Le risposte sono meno scontate di quel che si possa pensare, anche perché, pure a voler prescindere dalla fede politica di riferimento di ciascuno di noi, è innegabile che sul piano pratico, le singole decisioni, giuste o sbagliate che siano, andranno poi ad incidere direttamente, ed indirettamente, sul nostro prossimo futuro condizionandone il divenire. Intanto, perché l’esibizionismo inconcludente di Jole Santelli, peraltro aspramente contestato dagli stessi Sindaci calabresi, si è tradotto, come da più parti rilevato, in una Ordinanza irrimediabilmente illegittima, già fatta oggetto di impugnazione da parte del Governo, per essere, la stessa, in contrasto insanabile non solo con il Dpcm del 26 aprile, ma anche con l’art. 3, comma 1, del DL n. 19/2020, a mente del quale, “le regioni, in relazione a specifiche situazioni sopravvenute di aggravamento del rischio sanitario verificatesi nel loro territorio o in una parte di esso, possono (solamente) introdurre misure ulteriormente restrittive … esclusivamente nell’ambito delle attività di loro competenza e senza incisione delle attività produttive e di quelle di rilevanza strategica per l’economia nazionale”. Quindi, perché, il Consiglio di Stato, in altra recentissima circostanza, su sollecitazione del Ministro dell’Interno Luciana Lamorgese, con propria sentenza, ha avuto modo di chiarire, in maniera davvero inequivocabile, che “in presenza di emergenze di carattere nazionale, pur nel rispetto delle autonomie costituzionalmente tutelate, vi deve essere una gestione unitaria della crisi per evitare che interventi regionali o locali possano vanificare la strategia complessiva di gestione dell’emergenza, soprattutto in casi in cui non” ci si limiti ad “erogare aiuti o effettuare interventi”, ma ci si spinga addirittura a “limitare le libertà fondamentali”. Infine, perché l’ostinata “insubordinazione” fine a se stessa, in totale dispregio di qualsivoglia forma di c.d. regionalismo collaborativo se, da un lato, sembra tradire, in realtà, ed unicamente, l’effettiva incapacità, e/o, piuttosto, mancanza di volontà, di coordinamento con l’apparato centrale, dall’altro, pare ingenerare un pericoloso sentimento generalizzato di smarrimento collettivo del tutto idoneo a rendere ancora più complessa e confusa la linea di confine tra quella che dovrebbe essere la gestione ordinaria, e/o, invece, la gestione esclusiva della emergenza pandemica.

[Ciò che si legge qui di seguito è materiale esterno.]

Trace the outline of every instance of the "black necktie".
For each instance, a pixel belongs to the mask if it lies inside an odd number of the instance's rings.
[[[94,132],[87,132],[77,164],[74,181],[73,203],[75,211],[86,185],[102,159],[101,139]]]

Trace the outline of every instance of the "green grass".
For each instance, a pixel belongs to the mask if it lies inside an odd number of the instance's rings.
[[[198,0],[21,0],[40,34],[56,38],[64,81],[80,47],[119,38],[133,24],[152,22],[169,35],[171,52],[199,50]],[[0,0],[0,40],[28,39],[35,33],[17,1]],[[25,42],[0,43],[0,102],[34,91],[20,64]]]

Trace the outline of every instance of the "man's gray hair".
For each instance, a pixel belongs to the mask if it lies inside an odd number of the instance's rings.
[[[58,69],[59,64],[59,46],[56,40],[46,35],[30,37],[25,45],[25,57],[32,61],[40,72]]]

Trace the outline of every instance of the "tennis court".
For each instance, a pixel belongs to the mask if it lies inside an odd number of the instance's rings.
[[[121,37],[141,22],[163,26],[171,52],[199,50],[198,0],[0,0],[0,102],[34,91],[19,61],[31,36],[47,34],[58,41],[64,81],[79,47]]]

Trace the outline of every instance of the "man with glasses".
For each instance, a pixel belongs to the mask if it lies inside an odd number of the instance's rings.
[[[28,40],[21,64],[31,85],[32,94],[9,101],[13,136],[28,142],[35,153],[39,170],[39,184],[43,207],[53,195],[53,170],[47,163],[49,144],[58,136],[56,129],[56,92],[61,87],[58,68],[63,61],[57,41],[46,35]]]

Ma se così è, come davvero pare essere, e se la portata nazionale dell’emergenza da Covid -19, parrebbe richiedere soluzioni condivise e conformanti, perché a livello strettamente locale si tende a trasgredire sia pure nella consapevolezza del potenziale controllo successivo e sanzionatorio dell’Autorità Giudiziaria? Dove è finito il principio di leale collaborazione che dovrebbe ispirare le relazioni tra i diversi livelli di governo? Posto che nessun dubbio possa sussistere sulla necessità di una gestione centralizzata della crisi che, automaticamente, dovrebbe sconsigliare, come di fatto sconsiglia, decisioni autonomistiche di segno opposto, allora sembra chiaro che lo scontro Stato/Regione Calabria, nel caso specifico, possa in realtà tradire un preciso e puntuale disegno politico che va ben aldilà della pura e semplice ricerca del consenso siccome finalizzato, quel disegno appunto, con buona verosimiglianza, a depotenziare non solo l’immagine istituzionale di un Premier capace e per ciò stesso ingombrante, ma anche la sua credibilità crescente al fine di gettare le basi per una prossima, quanto invero prematura, incerta e traballante, maggioranza alternativa di governo. Peccato solo che nell’alternativa tra Renzi (e la sua Italia Viva), che oramai spara a salve solo per far valere il suo peso piuma in Parlamento, e Berlusconi (con la sua Forza Italia), in lieve crescita ma ancora alla ricerca della chiave di svolta, ad avere la meglio sembra essere, a conti fatti, il partito dei Dem, poco interessato, per il momento, e per evidenti ragioni di opportunità, ad incauti cambiamenti nella certa consapevolezza che, tutto sommato, il Prof. Giuseppe Conte, nella circostanza contingente, e per la naturale capacità a reggere con pazienza e fermezza lo stress decisorio degli ultimi mesi, appare come l’unico Uomo Giusto nel Posto Giusto.